Rilla Grafton

No. 7

Our church has been blessed with a large number of remarkable women; Caroline Neville Pearre, Sarah Hart, Mrs. Guy Findly, Nita Adamson and Sally Smith, to name just a few.  I hope to write vignettes about some of them in the future, but today I want to write about a woman from our church of whom none of you have ever heard.  Her name was Rilla Grafton Hay.

Rilla Grafton was born in April of 1850 in Wellsburg, (West) Virginia, in the heartland of Alexander Campbell territory.  Her family may well have been charter members of our congregation but it is impossible at this late date to be sure.  John Condit Hay, a young man only a year or two out of college, came here in 1865 to become the third minister of our congregation.  He met here the young Rilla Grafton, and they were married on December 27, 1866, when she was only sixteen.

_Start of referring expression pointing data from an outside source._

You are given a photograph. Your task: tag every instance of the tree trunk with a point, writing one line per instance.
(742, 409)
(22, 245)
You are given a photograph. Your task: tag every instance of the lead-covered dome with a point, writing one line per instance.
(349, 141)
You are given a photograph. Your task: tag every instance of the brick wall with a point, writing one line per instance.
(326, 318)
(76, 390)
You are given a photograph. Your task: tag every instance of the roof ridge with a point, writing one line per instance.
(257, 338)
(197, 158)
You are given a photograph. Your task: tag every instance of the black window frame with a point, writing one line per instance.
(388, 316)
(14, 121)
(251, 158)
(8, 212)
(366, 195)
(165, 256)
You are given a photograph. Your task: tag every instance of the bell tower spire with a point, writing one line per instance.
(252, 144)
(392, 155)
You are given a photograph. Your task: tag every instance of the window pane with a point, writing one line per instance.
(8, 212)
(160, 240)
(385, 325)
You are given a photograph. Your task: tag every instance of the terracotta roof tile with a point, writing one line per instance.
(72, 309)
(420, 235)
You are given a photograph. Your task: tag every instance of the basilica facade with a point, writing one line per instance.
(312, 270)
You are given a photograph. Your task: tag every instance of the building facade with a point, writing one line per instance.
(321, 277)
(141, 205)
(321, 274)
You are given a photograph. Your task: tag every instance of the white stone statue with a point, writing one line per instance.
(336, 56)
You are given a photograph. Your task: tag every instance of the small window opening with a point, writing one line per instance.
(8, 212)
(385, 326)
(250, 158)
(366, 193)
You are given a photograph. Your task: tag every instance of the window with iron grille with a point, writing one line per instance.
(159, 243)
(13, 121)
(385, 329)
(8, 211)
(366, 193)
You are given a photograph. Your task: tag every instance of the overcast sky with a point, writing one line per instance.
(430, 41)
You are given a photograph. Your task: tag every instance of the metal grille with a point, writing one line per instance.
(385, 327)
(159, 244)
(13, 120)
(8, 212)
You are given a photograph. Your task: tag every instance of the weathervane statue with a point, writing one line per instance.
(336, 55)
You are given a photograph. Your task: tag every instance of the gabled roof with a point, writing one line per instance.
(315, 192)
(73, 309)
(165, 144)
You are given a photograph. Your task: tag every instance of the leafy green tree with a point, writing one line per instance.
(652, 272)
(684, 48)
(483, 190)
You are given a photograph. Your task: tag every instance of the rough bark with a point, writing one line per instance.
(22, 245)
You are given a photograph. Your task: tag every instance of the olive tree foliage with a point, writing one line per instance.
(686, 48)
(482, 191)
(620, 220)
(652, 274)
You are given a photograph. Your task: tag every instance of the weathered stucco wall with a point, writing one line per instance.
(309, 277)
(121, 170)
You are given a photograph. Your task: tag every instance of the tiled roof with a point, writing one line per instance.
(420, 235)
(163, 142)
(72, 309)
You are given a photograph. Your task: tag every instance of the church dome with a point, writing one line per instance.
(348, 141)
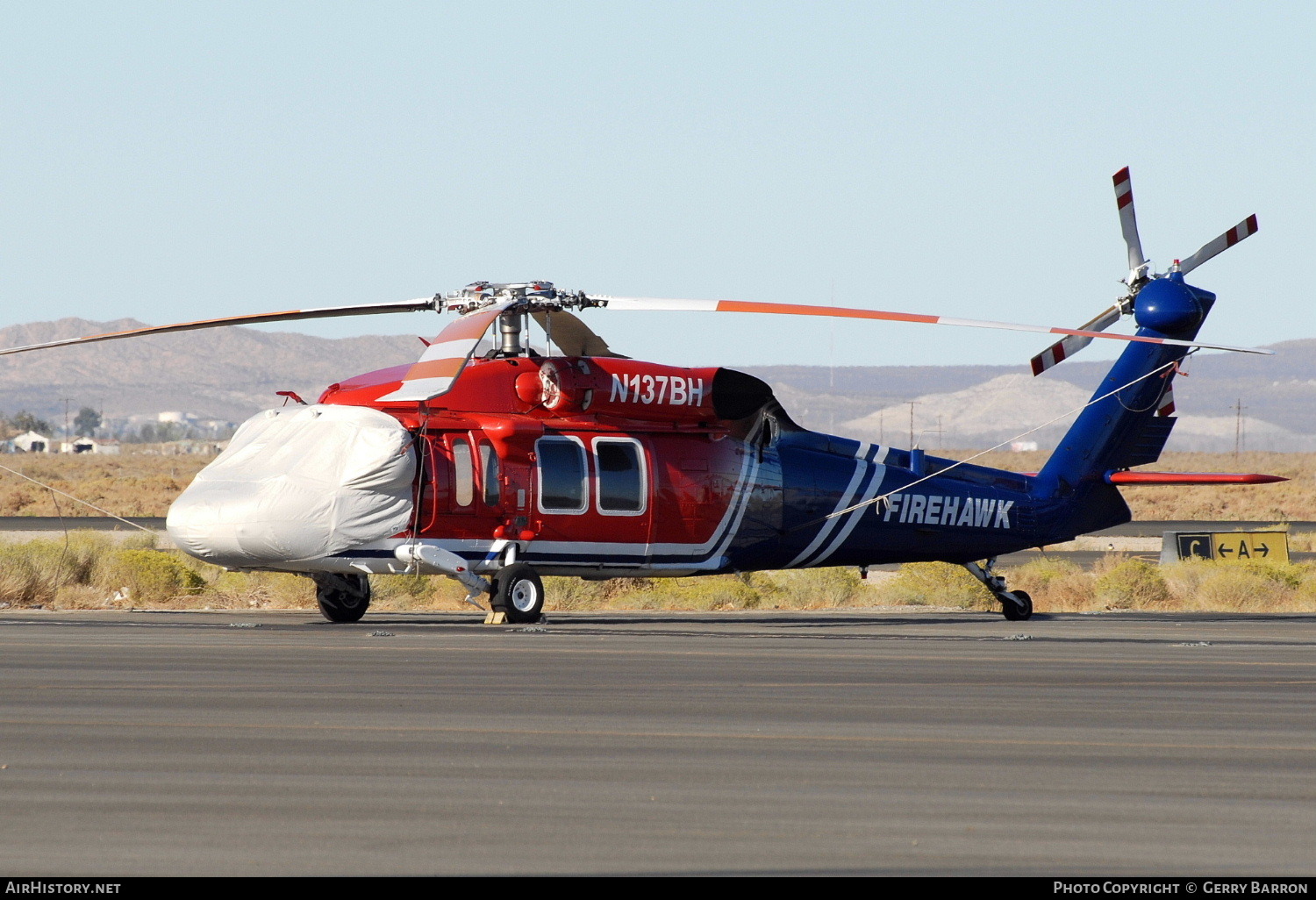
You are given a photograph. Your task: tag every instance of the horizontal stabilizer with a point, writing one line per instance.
(1191, 478)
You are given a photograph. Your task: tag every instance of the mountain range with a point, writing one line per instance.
(229, 374)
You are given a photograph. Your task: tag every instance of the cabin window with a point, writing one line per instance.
(489, 474)
(620, 476)
(562, 475)
(463, 482)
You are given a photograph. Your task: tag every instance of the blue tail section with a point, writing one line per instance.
(1121, 428)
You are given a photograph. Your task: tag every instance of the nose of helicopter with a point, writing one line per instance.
(297, 483)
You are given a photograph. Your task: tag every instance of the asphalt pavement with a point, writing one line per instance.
(821, 742)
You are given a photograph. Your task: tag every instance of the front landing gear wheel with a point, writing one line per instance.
(1015, 612)
(519, 594)
(342, 597)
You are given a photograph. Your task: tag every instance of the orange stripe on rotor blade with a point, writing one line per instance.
(839, 312)
(434, 368)
(468, 326)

While some young women did attend college at that time, it was the exception and not the rule, and there were many barriers to women’s education.  The University of Iowa was one of the first state schools to accept women, but for a married woman to attend college was almost unheard of.  Nevertheless, Rilla was determined to get an education and she enrolled in the University of Iowa (one hopes with the enthusiastic support of her husband).  She continued her studies even after Hay resigned in 1869 to become State Evangelist for the Iowa Disciples of Christ, and when in 1871 he accepted the call to become minister of the Des Moines Christian Church (there was apparently only one at that time).  Rilla graduated from the Medical Department of the University in 1873 and commenced a medical practice in Des Moines that same year.  In 1876, John Hay accepted the ministerial call to the First Christian Church of Los Angeles.  Rilla then began her true pioneering career.  She was the first woman physician in California to be licensed by the state, and the first woman to practice medicine in Los Angeles.

In later years the Hays’s transferred their base of operations to Pueblo, Colorado, where John was pastor of the Central Christian Church.  The Colorado Medical Society had consistently and routinely refused membership to women, but Rilla Hay was a determined woman.  In 1888 the Society finally accepted her application for membership, the first woman in that all-male enclave.  Once a member, the Society recognized her exceptional abilities and talents, and in 1897 they made her one of their delegates to the American Medical Association convention.     While in Pueblo, Rilla served as the head of the gynecological department of the State Insane Asylum in Pueblo.  In addition to that she assisted in the establishment of the Pueblo Hospital for Women.

After living and working in England, Minneapolis, Denver, Colorado Springs, and Honolulu, the Hays returned in 1904 to southern California, where Rilla continued to practice medicine in and around the Los Angeles area until ill health forced her to retire.  She died April 7, 1921.

S.M. Bernard, writing in the Christian Evangelist, called her “a born physician.”  A fitting epitaph.